Campus police forces once again have access to surplus military equipment—which means potential discounts on everything from armored vehicles to rifles to cameras and tools.
Attorney General Jeff Sessions this summer revived the surplus 1033 program, which the Obama Administration had restricted over public concerns about the militarization of police.
“Everybody equates it with tanks, armored personnel carriers and grenade launchers,” says Jeff Allison, the director of government and external relations for the International Association of Campus Law Enforcement Administrators.
“But for the vast majority of equipment transferred, we’re talking about computers, night-vision goggles and clothing.”
Military vehicles that could be used to respond to active shooters could also rescue people during a natural disaster such as flooding caused by this summer’s hurricanes, Allison says.
But not everyone agrees worst-case scenarios should justify the need for heavy equipment.

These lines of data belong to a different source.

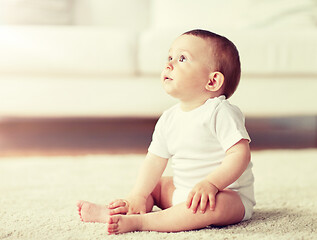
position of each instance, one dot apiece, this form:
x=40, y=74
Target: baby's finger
x=203, y=203
x=212, y=202
x=195, y=202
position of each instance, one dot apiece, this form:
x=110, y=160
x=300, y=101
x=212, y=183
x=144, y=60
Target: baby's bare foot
x=124, y=223
x=90, y=212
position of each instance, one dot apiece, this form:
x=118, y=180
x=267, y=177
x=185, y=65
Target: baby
x=206, y=140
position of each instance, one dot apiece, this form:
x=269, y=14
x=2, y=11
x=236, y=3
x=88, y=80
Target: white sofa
x=105, y=59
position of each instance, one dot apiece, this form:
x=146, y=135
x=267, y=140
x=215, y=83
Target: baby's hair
x=226, y=58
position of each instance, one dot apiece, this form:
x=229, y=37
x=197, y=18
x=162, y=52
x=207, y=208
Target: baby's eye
x=182, y=58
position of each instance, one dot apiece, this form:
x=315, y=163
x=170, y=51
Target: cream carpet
x=38, y=196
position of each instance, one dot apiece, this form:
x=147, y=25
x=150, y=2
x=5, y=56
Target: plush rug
x=38, y=197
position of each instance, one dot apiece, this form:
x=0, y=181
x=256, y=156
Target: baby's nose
x=169, y=66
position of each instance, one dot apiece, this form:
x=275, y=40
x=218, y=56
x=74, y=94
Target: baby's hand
x=118, y=206
x=200, y=195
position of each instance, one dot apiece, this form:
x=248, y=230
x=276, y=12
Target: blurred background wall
x=83, y=75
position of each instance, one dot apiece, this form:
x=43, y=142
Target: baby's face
x=187, y=71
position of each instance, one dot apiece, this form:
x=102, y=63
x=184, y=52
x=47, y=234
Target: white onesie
x=196, y=142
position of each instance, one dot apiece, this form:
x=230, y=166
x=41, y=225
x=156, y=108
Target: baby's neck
x=189, y=106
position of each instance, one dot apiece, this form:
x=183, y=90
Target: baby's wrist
x=213, y=185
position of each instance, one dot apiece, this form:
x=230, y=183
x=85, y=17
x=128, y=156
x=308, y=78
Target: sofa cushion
x=67, y=50
x=234, y=15
x=35, y=11
x=123, y=13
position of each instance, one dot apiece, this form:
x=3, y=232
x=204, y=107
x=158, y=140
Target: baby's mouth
x=167, y=78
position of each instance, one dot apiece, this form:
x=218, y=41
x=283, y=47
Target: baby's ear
x=215, y=81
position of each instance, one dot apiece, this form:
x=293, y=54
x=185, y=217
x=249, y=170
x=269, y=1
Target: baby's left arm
x=234, y=164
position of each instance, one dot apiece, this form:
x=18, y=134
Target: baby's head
x=218, y=56
x=225, y=58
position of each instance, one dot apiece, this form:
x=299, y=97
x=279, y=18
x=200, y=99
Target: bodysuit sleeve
x=229, y=125
x=158, y=144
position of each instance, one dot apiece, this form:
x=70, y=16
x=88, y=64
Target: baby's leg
x=91, y=212
x=229, y=210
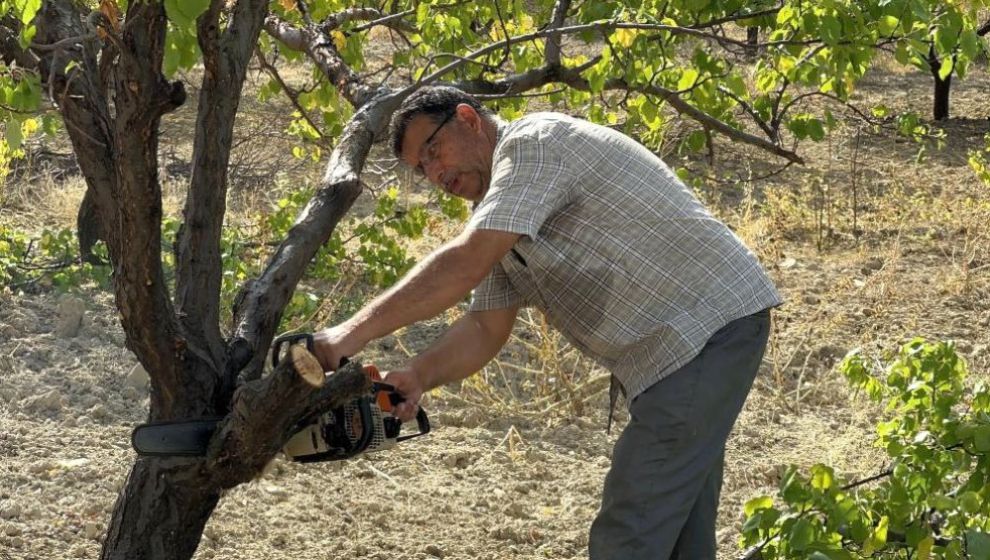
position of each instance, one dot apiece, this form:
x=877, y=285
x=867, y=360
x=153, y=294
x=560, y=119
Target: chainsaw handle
x=422, y=422
x=290, y=339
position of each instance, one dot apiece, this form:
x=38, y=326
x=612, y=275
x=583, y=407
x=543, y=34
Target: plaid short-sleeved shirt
x=616, y=251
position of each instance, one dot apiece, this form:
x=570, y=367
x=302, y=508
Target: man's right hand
x=333, y=345
x=408, y=384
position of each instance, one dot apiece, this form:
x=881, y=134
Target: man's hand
x=408, y=384
x=333, y=345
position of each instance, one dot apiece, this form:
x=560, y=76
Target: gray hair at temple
x=436, y=102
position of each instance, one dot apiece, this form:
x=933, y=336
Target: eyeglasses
x=430, y=149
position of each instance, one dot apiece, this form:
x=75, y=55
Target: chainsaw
x=363, y=425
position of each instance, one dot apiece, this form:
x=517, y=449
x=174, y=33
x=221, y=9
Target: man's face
x=453, y=152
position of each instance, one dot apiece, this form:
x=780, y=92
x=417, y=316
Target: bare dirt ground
x=504, y=475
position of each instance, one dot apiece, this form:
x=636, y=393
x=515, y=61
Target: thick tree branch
x=260, y=304
x=141, y=97
x=552, y=54
x=265, y=413
x=226, y=54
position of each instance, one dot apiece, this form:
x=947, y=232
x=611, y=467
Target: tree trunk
x=161, y=512
x=88, y=228
x=940, y=107
x=752, y=41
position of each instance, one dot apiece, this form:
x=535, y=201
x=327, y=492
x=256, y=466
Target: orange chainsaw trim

“Active shooters are extremely rare, and it’s not clear that a mine-resistant attack vehicle would make any difference,” says Alex Vitale, a professor of sociology and coordinator of the Policing and Social Justice Project at Brooklyn College.
Such emergencies are often ended by armed officers long before an institution’s military vehicle can be mustered. Plus, military equipment could harm the legitimacy of campus police and damage the institution’s reputation, he adds.
“It runs the risk of installing a kind or warrior mentality among campus police, who should be much more focused on the campus service model,” Vitale says. “How will students and parents react the first time there’s a protest and campus police come out in robocop outfits with militarized hardware?”